Kunstgeschichte: Bilder, die jeder versteht

Von Prag bis Paris: Ein Großprojekt untersucht die Gotik als gesamteuropäisches Phänomen.

Wann beginnt die Gotik, wann endet sie? Wo hat sie ihre Spuren hinterlassen? Lässt sich, wie der Obertitel des ambitionierten Nachschlagewerks „Geschichte der bildenden Kunst in Deutschland“ für seinen dritten Band suggeriert, eine Geschichte der Gotik überhaupt in staatlichen oder geografischen Grenzen erzählen?

Natürlich nicht. Das Heilige Römische Reich Deutscher Nation, erst zum Ende der hier untersuchten Zeit zwischen 1250 und 1430 so genannt, erstreckte sich bis ins heutige Tschechien oder Polen – beides Gebiete, denen im jüngst erschienenen Band eigene Kapitel gewidmet werden. Der Herausgeber Bruno Klein, Professor an der TU Dresden, untersucht den medialen Wandel der Epoche, von der eigenständigen Architekturzeichnung bis zur Gutenberg’schen Buchdruck-Revolution. Der Wissenstransfer beschleunigt und vervielfacht sich. Die Gotik wird zu einem gesamteuropäischen Phänomen, das Nachahmung und Nachschöpfung in kurzen Zeitabständen kennt.
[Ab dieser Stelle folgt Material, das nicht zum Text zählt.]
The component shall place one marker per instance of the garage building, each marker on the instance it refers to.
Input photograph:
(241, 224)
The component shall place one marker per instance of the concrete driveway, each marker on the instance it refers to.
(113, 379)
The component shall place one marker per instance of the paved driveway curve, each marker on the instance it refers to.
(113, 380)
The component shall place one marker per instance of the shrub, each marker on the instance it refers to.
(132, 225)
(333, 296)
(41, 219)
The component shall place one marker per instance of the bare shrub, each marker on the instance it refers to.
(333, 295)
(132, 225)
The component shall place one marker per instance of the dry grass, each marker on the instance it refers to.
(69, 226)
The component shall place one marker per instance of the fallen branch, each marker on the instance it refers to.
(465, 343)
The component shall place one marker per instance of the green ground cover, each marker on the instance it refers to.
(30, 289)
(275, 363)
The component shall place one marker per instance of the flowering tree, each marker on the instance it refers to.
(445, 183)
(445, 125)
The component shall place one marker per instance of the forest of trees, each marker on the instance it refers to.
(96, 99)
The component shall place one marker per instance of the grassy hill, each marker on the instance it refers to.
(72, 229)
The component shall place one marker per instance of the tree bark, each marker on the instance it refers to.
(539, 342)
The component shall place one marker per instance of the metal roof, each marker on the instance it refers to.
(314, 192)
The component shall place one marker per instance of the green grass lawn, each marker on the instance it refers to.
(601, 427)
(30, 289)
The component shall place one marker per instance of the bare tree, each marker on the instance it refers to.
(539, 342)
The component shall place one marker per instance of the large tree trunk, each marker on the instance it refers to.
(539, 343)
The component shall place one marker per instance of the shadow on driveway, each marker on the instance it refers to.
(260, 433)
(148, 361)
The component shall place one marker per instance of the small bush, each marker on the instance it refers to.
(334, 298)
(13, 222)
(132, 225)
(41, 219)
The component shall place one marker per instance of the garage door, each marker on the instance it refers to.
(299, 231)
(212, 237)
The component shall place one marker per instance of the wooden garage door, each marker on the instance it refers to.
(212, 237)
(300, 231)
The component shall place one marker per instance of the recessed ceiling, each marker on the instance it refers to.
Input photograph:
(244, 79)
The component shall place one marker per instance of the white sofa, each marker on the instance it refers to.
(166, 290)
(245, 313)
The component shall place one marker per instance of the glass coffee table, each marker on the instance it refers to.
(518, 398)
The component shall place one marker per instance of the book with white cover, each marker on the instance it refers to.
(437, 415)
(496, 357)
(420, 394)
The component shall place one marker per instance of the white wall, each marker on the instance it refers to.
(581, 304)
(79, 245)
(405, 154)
Gotik ist ein Wertbegriff. Von der Renaissance abfällig gebraucht, wird er in der Epoche der Romantik zum Lieblingswort nationaler Sehnsucht. Was wurde nicht alles in die deutsche – oder auch die französische oder englische – Gotik hineingeheimnisst! Doch die Rezeption eines Begriffs fällt mit dessen Gehalt nicht in eins. Insofern erstaunt zu lesen, die Geschichte der Kunst in Deutschland solle „in ihrer ganzen Vielfalt aus den Klauen einer fiktiven und kleinkarierten ,Geschichte der deutschen Kunst‘ befreit werden“.

Über eifersüchtigen Nationalismus ist die Wissenschaft längst hinaus. Und zum Glück hält sich der Herausgeber nicht an sein politisch korrektes Programm. Ihn fasziniert insbesondere das Prag Karls IV. aus dem Hause der Luxemburger, als sich mit dem aus Köln stammenden und mit dem an der dortigen Dombauhütte beherrschten neuen Medium der Architekturzeichnung vertrauten Peter Parler ein neuer Typus des Künstler-Architekten durchsetzt. Ähnliches gilt für das Straßburger Münster – eben jene gotische Kathedrale, die für Goethe den Inbegriff deutscher Baukunst bildete.

Dem Prag Karls IV. ist ein hymnischer Aufsatz Jírí Kuthans gewidmet. Das Programm des Kaisers, das böhmische Königtum wie das Kaiserreich in seiner Hauptstadt zu repräsentieren, tritt bei Kuthan emphatischer vor Augen, als es tatsächlich realisiert wurde. Welcher Tourist ahnt schon, dass Langhaus und Westfassade des Veitsdomes erst im 20. Jahrhundert vollendet wurden?

So schnell wurde eben doch nicht gebaut. In die Zeit der Gotik fällt die europäische Krise des mittleren 14. Jahrhunderts, die nicht allein von der Pest verursacht wurde. Bauvorhaben kommen zum Erliegen, in den Städten erobern niedere Stände wie die Handwerker die Macht. Gerade deshalb werden die Bildmedien immer wichtiger; sie mahnen etwa zur Fortführung stockender Vorhaben.

Andere Beiträge bleiben stärker der herkömmlichen Kunstgeschichtsschreibung verhaftet. Aber das hat seine Berechtigung, schließlich kam die Gotik aus Frankreich, wo sie erstaunlich schnell entwickelt wurde. Dass sie in deutschen Landen eine langlebigere Heimstatt fand als in ihrem Ursprungsland, gehört zu den Eigentümlichkeiten des europäischen Kulturtransfers. Der Kirchenbau nimmt wie zuvor in der Romanik die bei weitem dominierende Stellung ein, so dass auch Skulptur und Malerei durchweg sakralen Aufgaben dienen.

Der allmähliche Bedeutungszuwachs nichtsakraler Kunst zeigt sich eher in der Buchmalerei: Mit dem Aufkommen deutschsprachiger Literatur wächst auch das Bedürfnis paralleler Illustration. Die Buchmalerei bedient mit einem Mal zahlreiche Genres jenseits der herkömmlichen Bibeln und Psalter. Das Gutenberg-Zeitalter kündigt sich an – freilich um den Preis des Verlustes der herrlichen Miniaturmalerei zugunsten der groben Holzschnittpropaganda.

Bruno Klein (Hg.): Geschichte der bildenden Kunst in Deutschland. Bd. 3: Gotik. Prestel Verlag, München. 640 S., 600 Abb., 140 €.; brosch. bei dtv, 80 €.